COLUMN: 'New' refs are superstars after new deal

Head official Gene Staratore reviews a play in the booth in Thursday night's Ravens-Browns game. (Photo Courtesy of multimediaimpre/Flickr)
Head official Gene Staratore reviews a play in the booth in Thursday night's Ravens-Browns game. (Photo Courtesy of multimediaimpre/Flickr)

Referees have always been sport’s whipping boys—the scapegoat one minute and virtually nonexistent the next. However, Thursday night in Baltimore in a game between the Cleveland Browns and the Baltimore Ravens, the referees were treated like royalty. Like Mick Jagger and the Stones running out onto a stadium stage, Gene Staratore and crew were welcomed to thousands of cheers and applause at M&T Bank Stadium. Which calls into question: has there ever been a moment in sports history where a crew of officials was outright applauded BEFORE a game?

After a week that centered around a blown call on Monday Night Football between the Seattle Seahawks and Green Bay Packers, the public outcry for doing away with the replacement officials spread like wildfire. All forms of social media were calling for NFL Commissioner Roger Goodell's head on a spike and you couldn't watch SportsCenter without hearing someone's opinion on the matter. (I literally have seen the play in question AT LEAST 50 times by now.)

However, after much deliberation, Goodell and the NFL Referees Association came to an agreement Wednesday night.

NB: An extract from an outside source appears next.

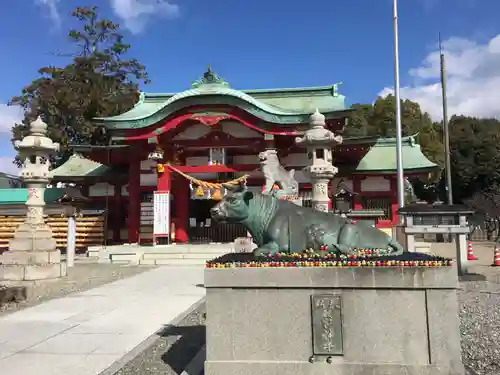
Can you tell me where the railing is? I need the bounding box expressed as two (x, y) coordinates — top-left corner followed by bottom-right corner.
(188, 223), (247, 244)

Just as the ink from the contract’s signature had dried, murmurings of when the referees would start took to the masses. I know I was dead set on them starting on Sunday, leaving the Thursday Night game to a crew of replacement refs—an end of a short, critical era in NFL history. Rather than face any more heat then he had already taken, Goodell begged the referees to start immediately. (Well, at least that’s how I would picture how it went down.)

Referees are supposed to be mere mediators—enforcers of NFL law while being non-objective in all of their decisions. The issues that came about with the replacement officials should never have happened, but it was up to the NFL and the Referees Association to settle their differences for one reason. Not money, not pride and not for personal gain, but to protect the shield of the NFL. To protect the game of football takes priority over all, and, when it was all said and done, both parties came to terms with this important aspect.

No matter the praise the referees received Thursday night and will receive for this Sunday and Monday games, once the first bad call is made, the shower of boos will rain down on the referees’ heads—just how it should be. All normalcies then will, and only then, be restored to the NFL universe.